29: Çok Yakıştı

2.2K 249 231
                                    

112 oy ve 400 yoruma yeni bölüm! Ve yorumlar, kurgu ile ilgili olursa sevinirim :)

Yani arkadaşlar sınırları geri isteyen de sizsiniz, uymayan da siz. Ben anlamıyorum ki!? Ne olsun istiyorsunuz?
Böyle olunca gerçekten bende yazmak gibi bir istek olmuyor, bitiyor hepsi.

Yani gerçekten güzel yazamıyor muyum artık? Beğenmiyor musunuz? Bilmiyorum ama lütfen belirtin artık bunu, bu durum cidden çok kırıcı..
Bölüm istiyorsanız, hızlı bölüm istiyorsanız sınırları aşabilirsiniz.

Bu bölümü de bu uyarıyı yapmak için ve gerçekten bölüm bekleyen ama bazıları yüzünden üzülenler için yayınlıyorum..
Umarım güzel olmuştur.

İyi Okumalar..

***

Jeongin Pov.

Ne kadar uyuduğumu bilmiyordum bile, yaptığım ve bundan sonra tek yapmak isteyeceğim şey kollarım arasında uyuyan bu güzel çocuğu izlemekti. Belki de saatler olmuştu ama yine de kendimi, onu izlemekten alıkoyamıyordum.
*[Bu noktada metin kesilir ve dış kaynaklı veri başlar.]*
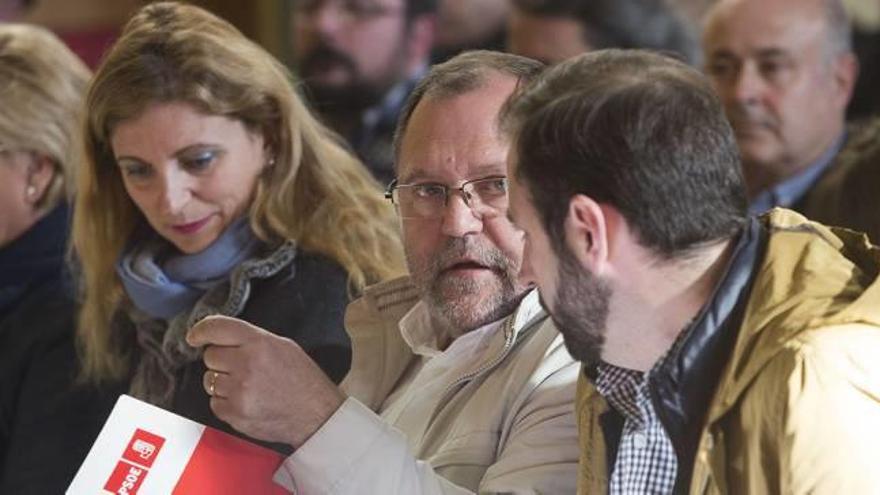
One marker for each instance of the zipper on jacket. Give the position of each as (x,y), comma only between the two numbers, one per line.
(510,338)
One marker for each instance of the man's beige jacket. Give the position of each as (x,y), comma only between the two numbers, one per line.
(797,408)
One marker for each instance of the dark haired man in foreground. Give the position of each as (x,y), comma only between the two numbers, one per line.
(721,353)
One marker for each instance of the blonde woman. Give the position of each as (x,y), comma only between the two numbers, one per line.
(46,427)
(209,188)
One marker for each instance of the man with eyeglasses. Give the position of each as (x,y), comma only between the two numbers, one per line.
(359,59)
(460,383)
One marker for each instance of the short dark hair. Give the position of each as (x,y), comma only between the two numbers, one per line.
(636,130)
(461,74)
(645,24)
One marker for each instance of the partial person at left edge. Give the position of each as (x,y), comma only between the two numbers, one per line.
(47,423)
(209,188)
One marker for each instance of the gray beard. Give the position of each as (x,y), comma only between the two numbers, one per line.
(581,310)
(461,305)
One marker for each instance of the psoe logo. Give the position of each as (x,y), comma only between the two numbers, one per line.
(137,459)
(143,448)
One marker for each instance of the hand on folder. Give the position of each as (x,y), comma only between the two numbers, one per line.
(263,385)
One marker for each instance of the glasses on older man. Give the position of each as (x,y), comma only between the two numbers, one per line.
(349,10)
(487,197)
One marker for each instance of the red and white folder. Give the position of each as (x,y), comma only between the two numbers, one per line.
(145,450)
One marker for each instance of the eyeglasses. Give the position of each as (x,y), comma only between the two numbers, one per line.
(349,10)
(487,197)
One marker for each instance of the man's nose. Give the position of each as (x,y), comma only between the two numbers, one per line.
(747,85)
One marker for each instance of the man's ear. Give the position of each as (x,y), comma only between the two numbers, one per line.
(40,172)
(586,233)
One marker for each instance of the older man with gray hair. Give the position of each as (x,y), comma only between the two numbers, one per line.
(459,382)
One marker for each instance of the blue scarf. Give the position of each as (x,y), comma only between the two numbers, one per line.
(163,283)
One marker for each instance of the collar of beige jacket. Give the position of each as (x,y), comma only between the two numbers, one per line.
(380,355)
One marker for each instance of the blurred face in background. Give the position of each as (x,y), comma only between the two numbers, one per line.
(190,174)
(465,259)
(350,52)
(783,87)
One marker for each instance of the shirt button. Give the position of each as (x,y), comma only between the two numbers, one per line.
(640,440)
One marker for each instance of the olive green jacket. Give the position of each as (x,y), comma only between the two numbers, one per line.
(797,407)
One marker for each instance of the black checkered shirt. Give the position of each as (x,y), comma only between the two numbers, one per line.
(646,462)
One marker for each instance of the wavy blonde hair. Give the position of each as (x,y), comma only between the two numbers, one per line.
(316,193)
(42,86)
Bir nevi zihnimi ele geçirmişti, sadece o ve onunla ilgili düşüncelere, hayallere sahiptim.

Uzun siyah saçlarını parmak uçlarıma dolayıp kendimce oyun oynuyordum. Oysa başı göğsümde ve bir eli de başının yanında duruyordu. Böylesine masum durması akıllara zarardı.

Ondan önce ki hayatımı düşündüğümde, hiç bir şey yoktu. Hatırlamak isteyeceğim, babamdan sonra hayatımı önemli kılan hiç bir şey yoktu.
Ta ki ona kadar. Onunla tanışana kadar umursamaz ve kırılgandım. Ama onun varlığı beni öyle güçlü hissettiriyordu ki, onu sadece kollarım arasında sarıp sarmalamak istememe sebep oluyordu.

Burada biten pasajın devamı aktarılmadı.